Wed Apr 1 19:08:09 EDT 2009

sam at samason.me.uk (Sam Mason) on Wednesday, April 1, 2009 wrote:

>On Tue, Mar 31, 2009 at 01:59:54PM -0700, Bill Frantz wrote:
>> sam at samason.me.uk (Sam Mason) on Tuesday, March 31, 2009 wrote:
>> 
>> >I thought that hash tables have asymptotic complexity of O(1) the same
>> >as a lookup table.  Admittedly the constant is a bit higher, but I'm not
>> >sure what you'd gain by having any sort of dense index here.
>> 
>> In this case, a hash table will use the hash of the Swiss number to select
>> a chain head (simple indexing). There may be more than one object with the
>> same hash, and these are linked together in a list. Traversing that list is
>> O(n) where n is the number of entries on the list. One can reduce n by
>> increasing the number of hash chain heads.
>
>Yes, but surely that's why it's the "asymptotic complexity" and not
>worst case analysis.

All of the hash tables I have used have been designed to have more than one
entry/chain head. These tables are designed to incur an O(n) cost. Is there
an example of a real-world O(1) hash table? It would have to have a
guarantee that no chain was more than one element long. (And with that
guarantee, the link field in the elements could be eliminated.)

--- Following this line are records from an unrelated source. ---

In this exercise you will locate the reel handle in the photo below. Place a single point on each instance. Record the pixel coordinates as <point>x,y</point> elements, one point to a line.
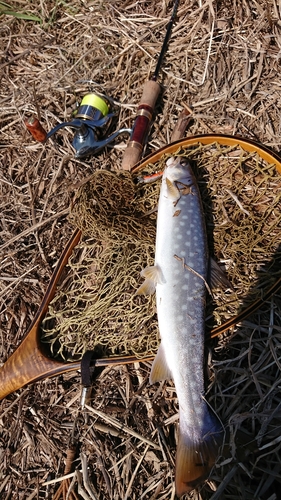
<point>133,152</point>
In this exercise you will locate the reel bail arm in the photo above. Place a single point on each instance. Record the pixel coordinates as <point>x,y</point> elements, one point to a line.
<point>92,121</point>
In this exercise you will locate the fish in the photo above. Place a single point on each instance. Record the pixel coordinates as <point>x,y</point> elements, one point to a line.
<point>179,276</point>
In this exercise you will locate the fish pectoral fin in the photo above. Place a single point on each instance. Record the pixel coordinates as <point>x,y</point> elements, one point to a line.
<point>172,190</point>
<point>152,275</point>
<point>160,370</point>
<point>217,277</point>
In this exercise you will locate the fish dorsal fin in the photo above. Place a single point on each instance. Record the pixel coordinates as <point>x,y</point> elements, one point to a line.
<point>152,275</point>
<point>160,370</point>
<point>217,278</point>
<point>172,190</point>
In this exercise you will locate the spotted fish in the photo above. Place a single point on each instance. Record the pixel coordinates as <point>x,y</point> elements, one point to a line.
<point>179,276</point>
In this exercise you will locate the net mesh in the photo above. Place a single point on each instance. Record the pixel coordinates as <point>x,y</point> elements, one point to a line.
<point>96,307</point>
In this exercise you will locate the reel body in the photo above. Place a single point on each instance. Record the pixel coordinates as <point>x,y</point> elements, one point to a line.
<point>92,122</point>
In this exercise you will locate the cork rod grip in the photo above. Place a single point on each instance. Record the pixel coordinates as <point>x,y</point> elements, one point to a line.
<point>142,123</point>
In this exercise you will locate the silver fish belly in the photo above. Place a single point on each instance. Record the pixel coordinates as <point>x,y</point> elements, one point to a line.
<point>179,276</point>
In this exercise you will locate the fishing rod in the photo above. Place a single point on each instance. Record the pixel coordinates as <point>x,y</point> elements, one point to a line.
<point>151,91</point>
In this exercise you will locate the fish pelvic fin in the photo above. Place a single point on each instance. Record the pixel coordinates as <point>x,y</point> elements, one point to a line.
<point>217,277</point>
<point>152,275</point>
<point>196,458</point>
<point>160,370</point>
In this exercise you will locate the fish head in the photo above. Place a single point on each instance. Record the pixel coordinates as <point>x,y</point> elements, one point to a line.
<point>177,172</point>
<point>177,169</point>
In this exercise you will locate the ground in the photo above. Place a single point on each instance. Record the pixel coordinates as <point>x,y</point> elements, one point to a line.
<point>222,62</point>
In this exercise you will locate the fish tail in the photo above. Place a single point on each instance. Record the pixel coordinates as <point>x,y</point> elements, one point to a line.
<point>196,457</point>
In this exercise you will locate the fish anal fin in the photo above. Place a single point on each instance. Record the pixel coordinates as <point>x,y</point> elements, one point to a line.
<point>217,277</point>
<point>152,275</point>
<point>196,458</point>
<point>146,288</point>
<point>160,370</point>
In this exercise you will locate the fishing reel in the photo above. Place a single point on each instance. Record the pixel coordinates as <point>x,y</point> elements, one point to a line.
<point>91,122</point>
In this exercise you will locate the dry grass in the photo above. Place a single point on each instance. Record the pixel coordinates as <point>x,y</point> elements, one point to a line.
<point>223,60</point>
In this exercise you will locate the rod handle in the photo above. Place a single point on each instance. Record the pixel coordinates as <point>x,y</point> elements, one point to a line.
<point>133,152</point>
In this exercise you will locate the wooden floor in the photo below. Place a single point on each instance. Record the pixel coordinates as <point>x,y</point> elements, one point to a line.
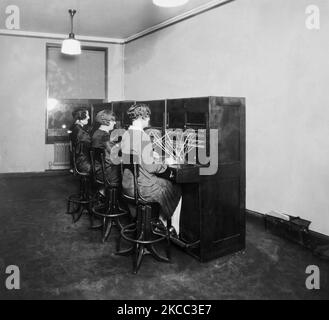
<point>60,260</point>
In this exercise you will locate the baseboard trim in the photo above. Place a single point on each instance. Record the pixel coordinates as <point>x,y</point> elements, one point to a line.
<point>316,237</point>
<point>45,173</point>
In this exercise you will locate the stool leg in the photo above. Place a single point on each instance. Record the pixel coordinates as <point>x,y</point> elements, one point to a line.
<point>156,254</point>
<point>108,229</point>
<point>79,215</point>
<point>168,252</point>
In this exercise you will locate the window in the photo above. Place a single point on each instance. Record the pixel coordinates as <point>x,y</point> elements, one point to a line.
<point>72,82</point>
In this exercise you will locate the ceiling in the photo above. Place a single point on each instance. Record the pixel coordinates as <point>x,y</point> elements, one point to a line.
<point>95,18</point>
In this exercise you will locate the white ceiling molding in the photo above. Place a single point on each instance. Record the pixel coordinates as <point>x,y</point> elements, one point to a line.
<point>54,36</point>
<point>208,6</point>
<point>196,11</point>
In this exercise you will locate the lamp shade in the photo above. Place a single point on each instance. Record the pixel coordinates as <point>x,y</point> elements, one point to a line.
<point>71,46</point>
<point>169,3</point>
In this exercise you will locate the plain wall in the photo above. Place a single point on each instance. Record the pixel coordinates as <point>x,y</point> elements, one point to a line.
<point>261,50</point>
<point>23,101</point>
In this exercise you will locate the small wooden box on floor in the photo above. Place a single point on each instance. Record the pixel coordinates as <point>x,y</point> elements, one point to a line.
<point>213,206</point>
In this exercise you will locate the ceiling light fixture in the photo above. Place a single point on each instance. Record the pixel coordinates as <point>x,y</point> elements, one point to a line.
<point>71,46</point>
<point>169,3</point>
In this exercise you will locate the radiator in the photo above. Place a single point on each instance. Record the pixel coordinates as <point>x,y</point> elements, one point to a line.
<point>61,154</point>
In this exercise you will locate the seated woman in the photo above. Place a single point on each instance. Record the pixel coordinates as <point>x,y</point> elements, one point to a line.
<point>103,139</point>
<point>151,187</point>
<point>81,140</point>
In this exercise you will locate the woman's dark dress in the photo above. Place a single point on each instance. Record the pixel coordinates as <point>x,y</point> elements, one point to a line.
<point>151,187</point>
<point>81,141</point>
<point>103,140</point>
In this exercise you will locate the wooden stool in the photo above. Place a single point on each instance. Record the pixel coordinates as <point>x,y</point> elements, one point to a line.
<point>109,211</point>
<point>84,199</point>
<point>144,232</point>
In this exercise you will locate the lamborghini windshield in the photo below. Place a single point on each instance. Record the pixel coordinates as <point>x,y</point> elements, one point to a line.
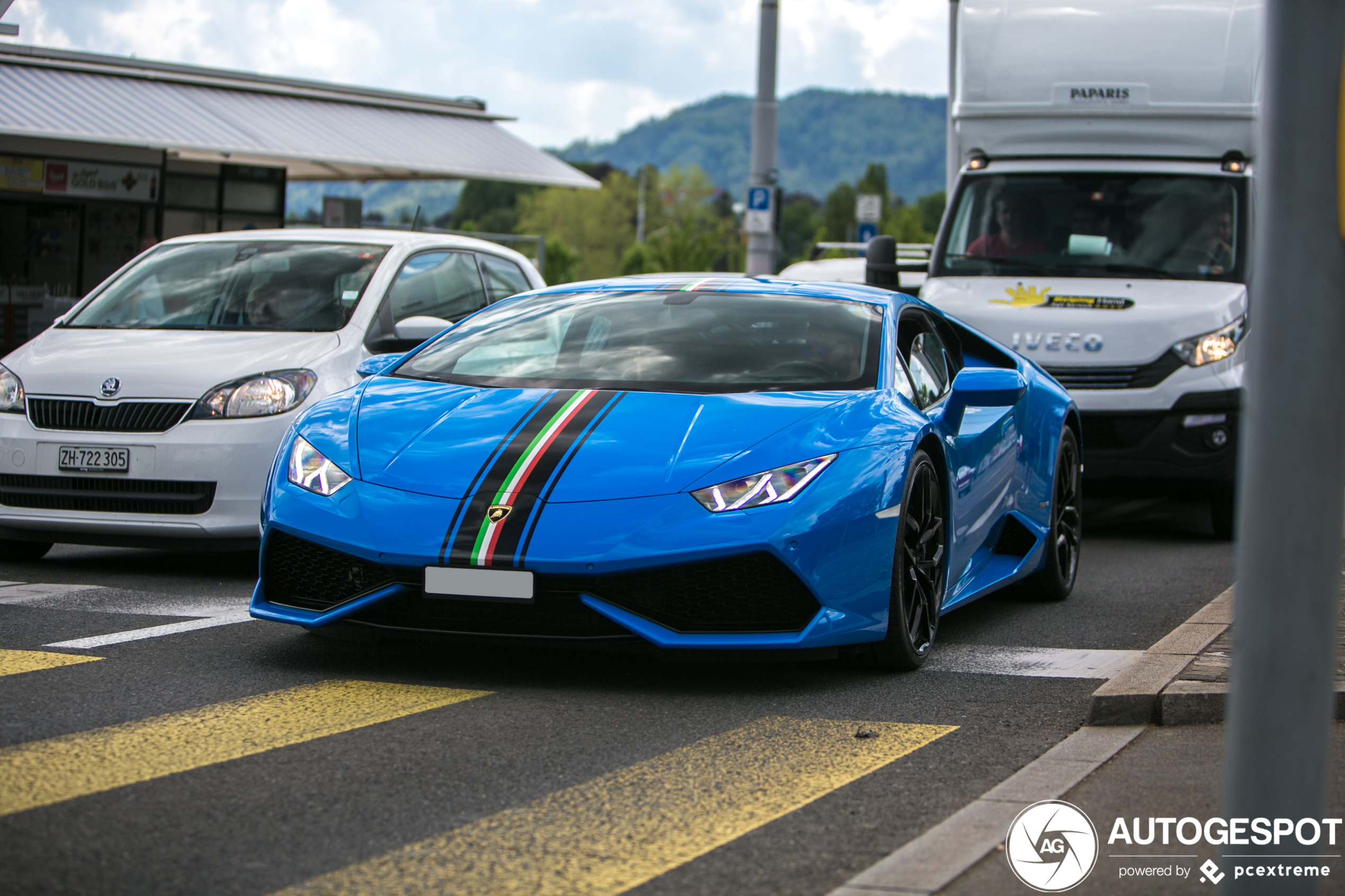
<point>668,341</point>
<point>238,286</point>
<point>1097,225</point>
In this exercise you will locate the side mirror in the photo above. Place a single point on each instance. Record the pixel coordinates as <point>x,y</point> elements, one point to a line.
<point>422,328</point>
<point>982,387</point>
<point>377,365</point>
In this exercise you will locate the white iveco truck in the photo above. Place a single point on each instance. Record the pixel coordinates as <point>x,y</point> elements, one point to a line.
<point>1099,220</point>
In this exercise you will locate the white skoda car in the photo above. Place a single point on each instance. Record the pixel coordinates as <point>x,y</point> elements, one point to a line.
<point>148,415</point>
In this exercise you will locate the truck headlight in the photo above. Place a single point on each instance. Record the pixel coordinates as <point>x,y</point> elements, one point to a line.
<point>260,395</point>
<point>1212,347</point>
<point>308,469</point>
<point>773,487</point>
<point>11,393</point>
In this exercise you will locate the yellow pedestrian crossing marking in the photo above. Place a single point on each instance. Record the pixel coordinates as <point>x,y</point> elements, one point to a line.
<point>629,827</point>
<point>89,762</point>
<point>15,662</point>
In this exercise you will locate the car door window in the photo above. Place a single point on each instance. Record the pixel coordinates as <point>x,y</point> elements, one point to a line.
<point>504,278</point>
<point>928,365</point>
<point>437,284</point>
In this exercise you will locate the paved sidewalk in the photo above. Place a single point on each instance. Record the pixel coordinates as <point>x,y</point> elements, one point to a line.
<point>1167,773</point>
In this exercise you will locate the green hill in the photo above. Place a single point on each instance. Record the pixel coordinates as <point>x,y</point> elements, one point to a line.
<point>826,136</point>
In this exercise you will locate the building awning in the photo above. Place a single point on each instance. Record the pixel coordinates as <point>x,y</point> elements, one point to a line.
<point>315,131</point>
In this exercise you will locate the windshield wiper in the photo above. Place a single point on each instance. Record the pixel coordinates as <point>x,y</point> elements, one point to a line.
<point>1136,269</point>
<point>1009,260</point>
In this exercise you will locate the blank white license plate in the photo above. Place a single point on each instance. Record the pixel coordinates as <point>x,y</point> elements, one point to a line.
<point>93,458</point>
<point>489,585</point>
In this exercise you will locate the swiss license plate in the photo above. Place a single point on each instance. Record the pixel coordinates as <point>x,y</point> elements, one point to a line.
<point>93,458</point>
<point>479,585</point>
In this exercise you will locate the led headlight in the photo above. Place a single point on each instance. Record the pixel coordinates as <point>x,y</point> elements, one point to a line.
<point>262,395</point>
<point>773,487</point>
<point>1212,347</point>
<point>11,393</point>
<point>308,469</point>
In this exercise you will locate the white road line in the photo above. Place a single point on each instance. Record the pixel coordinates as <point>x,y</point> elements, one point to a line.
<point>153,632</point>
<point>1042,663</point>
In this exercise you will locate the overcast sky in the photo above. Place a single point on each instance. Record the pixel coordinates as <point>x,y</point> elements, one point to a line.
<point>567,69</point>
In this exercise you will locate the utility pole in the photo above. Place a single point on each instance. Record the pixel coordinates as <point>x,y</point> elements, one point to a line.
<point>759,220</point>
<point>1293,480</point>
<point>639,209</point>
<point>954,160</point>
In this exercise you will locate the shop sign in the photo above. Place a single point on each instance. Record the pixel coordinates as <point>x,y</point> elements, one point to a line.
<point>97,180</point>
<point>21,174</point>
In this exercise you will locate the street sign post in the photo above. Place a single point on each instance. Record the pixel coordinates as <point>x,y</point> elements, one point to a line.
<point>759,222</point>
<point>1292,488</point>
<point>759,216</point>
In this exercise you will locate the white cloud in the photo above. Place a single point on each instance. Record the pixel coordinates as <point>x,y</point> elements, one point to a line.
<point>34,26</point>
<point>568,69</point>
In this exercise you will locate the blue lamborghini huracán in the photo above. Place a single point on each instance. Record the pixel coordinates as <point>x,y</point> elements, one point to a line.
<point>697,464</point>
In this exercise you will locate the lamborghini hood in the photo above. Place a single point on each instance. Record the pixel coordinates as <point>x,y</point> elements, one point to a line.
<point>564,445</point>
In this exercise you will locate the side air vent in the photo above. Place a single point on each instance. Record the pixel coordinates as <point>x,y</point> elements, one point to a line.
<point>1015,539</point>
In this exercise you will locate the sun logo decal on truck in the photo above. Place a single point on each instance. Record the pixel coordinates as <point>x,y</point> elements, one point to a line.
<point>1023,296</point>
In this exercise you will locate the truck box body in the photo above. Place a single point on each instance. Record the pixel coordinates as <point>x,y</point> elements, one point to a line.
<point>1100,220</point>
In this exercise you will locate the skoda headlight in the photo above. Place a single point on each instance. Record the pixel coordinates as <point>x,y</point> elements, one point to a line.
<point>262,395</point>
<point>1212,347</point>
<point>11,393</point>
<point>308,469</point>
<point>773,487</point>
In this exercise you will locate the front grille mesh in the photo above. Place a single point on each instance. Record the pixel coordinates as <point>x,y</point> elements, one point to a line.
<point>1095,378</point>
<point>300,574</point>
<point>105,495</point>
<point>750,593</point>
<point>86,417</point>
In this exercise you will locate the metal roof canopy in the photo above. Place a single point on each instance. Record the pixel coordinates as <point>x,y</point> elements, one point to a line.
<point>315,131</point>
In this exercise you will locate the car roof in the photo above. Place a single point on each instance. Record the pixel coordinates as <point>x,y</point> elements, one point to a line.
<point>738,284</point>
<point>361,236</point>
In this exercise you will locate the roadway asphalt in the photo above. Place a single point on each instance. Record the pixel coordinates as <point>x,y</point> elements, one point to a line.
<point>481,773</point>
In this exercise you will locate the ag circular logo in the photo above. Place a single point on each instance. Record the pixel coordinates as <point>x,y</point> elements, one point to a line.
<point>1052,847</point>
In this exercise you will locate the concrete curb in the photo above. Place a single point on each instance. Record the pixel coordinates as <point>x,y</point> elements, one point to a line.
<point>939,856</point>
<point>1134,696</point>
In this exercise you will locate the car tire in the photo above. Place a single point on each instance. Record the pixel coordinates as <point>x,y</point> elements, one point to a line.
<point>1056,580</point>
<point>1222,510</point>
<point>919,573</point>
<point>23,551</point>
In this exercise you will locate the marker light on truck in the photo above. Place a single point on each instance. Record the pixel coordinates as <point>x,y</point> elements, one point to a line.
<point>1212,347</point>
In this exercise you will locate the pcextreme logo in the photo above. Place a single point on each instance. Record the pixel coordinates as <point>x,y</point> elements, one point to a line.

>> If we are using indexes, we want to keep the array referenced by the
>> indexes reasonably compact. When we delete an object, we want to ensure
>> that capabilities to that object do not reference any new objects we assign
>> the same index. To do this, we associate an "allocation count" with the
>> index. Every time we assign an index to a new object, we increment the
>> associated index. By checking that the allocation count in a capability
>> matches the allocation count associated with the index, we can prevent old
>> capabilities from accessing newer objects.
>
>OK, so how do you decide a new object's index?  It sounds as though
>you've just traded an O(1) insert, lookup and delete algorithm (the hash
>table) for one with O(1) lookup (and maybe delete) and worse performance
>for insert (and probably delete).  Also I can't see how you'd stop your
>array from growing indefinitely.

The entries for deleted entries are linked together into a free list. When
I need a new entry, I check the free list. If there is an entry on the free
list, I remove if from the free list and reuse it, incrementing the
allocation count. If there is no entry on the free list, I grow the array.
My array is only as large as the maximum number of remotely accessible
objects that have ever existed. Keeping the array from growing indefinitely
is why the allocation count is included in the design.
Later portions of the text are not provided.